December 14, 2020

“An atheist is a man who has no invisible means of support.”


There’s a famous quotation about atheists associated with the date December 14 that is
widely attributed to Bishop Fulton J. Sheen:


       “An atheist is a man who has no invisible means of support.”

 
The source that’s usually cited for this quote is the December 14, 1955 issue of LOOK magazine.


Sheen did use this line in an article in LOOK magazine and it’s one of his best known quotes.


However, despite what many quotation reference books and websites say, that article was not in the December 14, 1955 issue of LOOK.


There was no December 14, 1955 issue of LOOK. The LOOK magazine published in mid-December of 1955 was dated December 13, 1955. And, Sheen wasn’t featured in that issue.


He was featured on the cover of the December 14, 1954 issue of LOOK and in an article inside that issue titled “Religion’s Best Sellers.”


So, December 14, 1954 is the correct date for Sheen’s use of “An atheist is a man who has no invisible means of support” in LOOK.

 
It should also be noted that, contrary to what some people think, Sheen didn’t coin that famed saying.
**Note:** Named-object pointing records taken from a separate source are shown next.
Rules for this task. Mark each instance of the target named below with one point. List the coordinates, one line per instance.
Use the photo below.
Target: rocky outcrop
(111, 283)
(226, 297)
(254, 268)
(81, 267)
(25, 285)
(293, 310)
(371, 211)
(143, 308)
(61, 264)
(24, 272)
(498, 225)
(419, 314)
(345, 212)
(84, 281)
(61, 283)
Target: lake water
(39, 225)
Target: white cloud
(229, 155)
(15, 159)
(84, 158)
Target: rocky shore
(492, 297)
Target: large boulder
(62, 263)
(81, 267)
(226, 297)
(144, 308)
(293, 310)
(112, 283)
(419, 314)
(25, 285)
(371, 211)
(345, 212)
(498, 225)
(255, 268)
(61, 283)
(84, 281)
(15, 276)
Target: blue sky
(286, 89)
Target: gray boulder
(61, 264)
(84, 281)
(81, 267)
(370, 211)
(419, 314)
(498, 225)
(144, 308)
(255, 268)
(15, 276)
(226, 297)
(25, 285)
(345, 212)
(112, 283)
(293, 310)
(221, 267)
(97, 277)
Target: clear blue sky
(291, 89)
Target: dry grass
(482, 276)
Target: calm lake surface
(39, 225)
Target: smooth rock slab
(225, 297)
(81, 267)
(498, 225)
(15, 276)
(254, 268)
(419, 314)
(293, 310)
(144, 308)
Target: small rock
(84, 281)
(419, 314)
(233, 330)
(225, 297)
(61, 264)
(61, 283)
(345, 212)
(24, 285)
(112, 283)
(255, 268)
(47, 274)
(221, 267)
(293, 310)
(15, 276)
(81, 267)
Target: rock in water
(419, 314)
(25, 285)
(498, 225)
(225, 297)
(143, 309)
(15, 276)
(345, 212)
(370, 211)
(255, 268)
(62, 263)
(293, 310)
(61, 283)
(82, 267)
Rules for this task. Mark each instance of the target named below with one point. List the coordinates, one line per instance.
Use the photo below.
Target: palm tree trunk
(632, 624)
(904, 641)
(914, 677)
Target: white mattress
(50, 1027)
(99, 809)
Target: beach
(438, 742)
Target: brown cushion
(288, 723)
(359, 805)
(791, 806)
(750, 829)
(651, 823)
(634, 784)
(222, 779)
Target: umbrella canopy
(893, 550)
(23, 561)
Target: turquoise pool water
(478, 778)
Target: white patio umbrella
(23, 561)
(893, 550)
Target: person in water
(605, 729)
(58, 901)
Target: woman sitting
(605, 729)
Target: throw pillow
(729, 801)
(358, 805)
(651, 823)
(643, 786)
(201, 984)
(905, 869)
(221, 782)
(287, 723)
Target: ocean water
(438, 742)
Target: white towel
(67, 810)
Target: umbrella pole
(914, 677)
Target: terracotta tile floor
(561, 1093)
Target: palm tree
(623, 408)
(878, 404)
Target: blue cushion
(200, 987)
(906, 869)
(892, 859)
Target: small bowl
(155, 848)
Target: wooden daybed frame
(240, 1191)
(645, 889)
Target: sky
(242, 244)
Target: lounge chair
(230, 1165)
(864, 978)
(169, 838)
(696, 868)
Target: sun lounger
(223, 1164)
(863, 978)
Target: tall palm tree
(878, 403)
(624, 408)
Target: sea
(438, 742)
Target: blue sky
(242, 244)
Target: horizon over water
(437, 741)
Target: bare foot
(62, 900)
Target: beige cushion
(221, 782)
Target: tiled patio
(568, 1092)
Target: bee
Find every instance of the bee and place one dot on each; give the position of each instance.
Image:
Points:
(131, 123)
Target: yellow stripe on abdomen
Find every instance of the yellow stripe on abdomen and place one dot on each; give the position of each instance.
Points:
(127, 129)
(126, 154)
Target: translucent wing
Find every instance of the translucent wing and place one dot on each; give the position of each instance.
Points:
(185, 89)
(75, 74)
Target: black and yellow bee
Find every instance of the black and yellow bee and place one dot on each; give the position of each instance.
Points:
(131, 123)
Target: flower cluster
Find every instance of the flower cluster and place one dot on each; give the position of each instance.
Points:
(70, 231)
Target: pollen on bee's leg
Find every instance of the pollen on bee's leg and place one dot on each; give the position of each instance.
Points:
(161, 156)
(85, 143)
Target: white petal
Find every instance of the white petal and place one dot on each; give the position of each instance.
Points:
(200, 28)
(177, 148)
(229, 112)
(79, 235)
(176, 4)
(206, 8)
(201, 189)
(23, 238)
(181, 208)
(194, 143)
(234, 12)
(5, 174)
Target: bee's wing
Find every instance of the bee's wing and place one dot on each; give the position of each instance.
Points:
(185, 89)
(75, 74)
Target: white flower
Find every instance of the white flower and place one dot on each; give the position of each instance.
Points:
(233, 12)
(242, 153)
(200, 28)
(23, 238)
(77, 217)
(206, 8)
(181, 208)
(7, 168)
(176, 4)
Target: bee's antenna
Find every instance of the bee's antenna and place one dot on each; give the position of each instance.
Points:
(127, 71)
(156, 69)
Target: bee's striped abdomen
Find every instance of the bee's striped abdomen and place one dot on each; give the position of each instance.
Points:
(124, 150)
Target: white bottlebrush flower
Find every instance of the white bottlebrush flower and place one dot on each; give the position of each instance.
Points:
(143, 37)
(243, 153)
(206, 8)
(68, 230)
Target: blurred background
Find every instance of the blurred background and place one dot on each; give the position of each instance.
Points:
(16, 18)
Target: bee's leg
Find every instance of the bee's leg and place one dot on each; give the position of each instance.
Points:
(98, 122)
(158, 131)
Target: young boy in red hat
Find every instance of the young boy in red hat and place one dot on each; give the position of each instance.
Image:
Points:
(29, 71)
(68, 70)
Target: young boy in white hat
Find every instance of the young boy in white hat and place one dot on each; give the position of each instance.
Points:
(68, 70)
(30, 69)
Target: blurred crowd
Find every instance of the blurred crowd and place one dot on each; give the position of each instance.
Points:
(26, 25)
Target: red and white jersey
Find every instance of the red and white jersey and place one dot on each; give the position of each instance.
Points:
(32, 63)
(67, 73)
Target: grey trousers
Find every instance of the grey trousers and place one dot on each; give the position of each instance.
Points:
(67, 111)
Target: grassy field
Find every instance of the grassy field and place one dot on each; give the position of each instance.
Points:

In the book On Being a Real Person, published in 1943, American clergyman Harry Emerson Fosdick wrote:  


       “An atheist, says John Buchan, is ‘a man who has no invisible means of support.’” 


That’s apparently why many books and websites credit the line to John Buchan, the Scottish historian, Governor General of Canada and author of the book The Thirty-Nine Steps (1915).


However, Buchan didn’t coin the line either. His use, in a speech recorded in a law journal in 1935, was a reference to something he’d heard. Buchan said:


       “I have heard an atheist defined as a man who has no invisible means of support.”

 
Who created the definition that Buchan heard? Sorry, I don’t know. At this point, the real origin of the line is still a mystery.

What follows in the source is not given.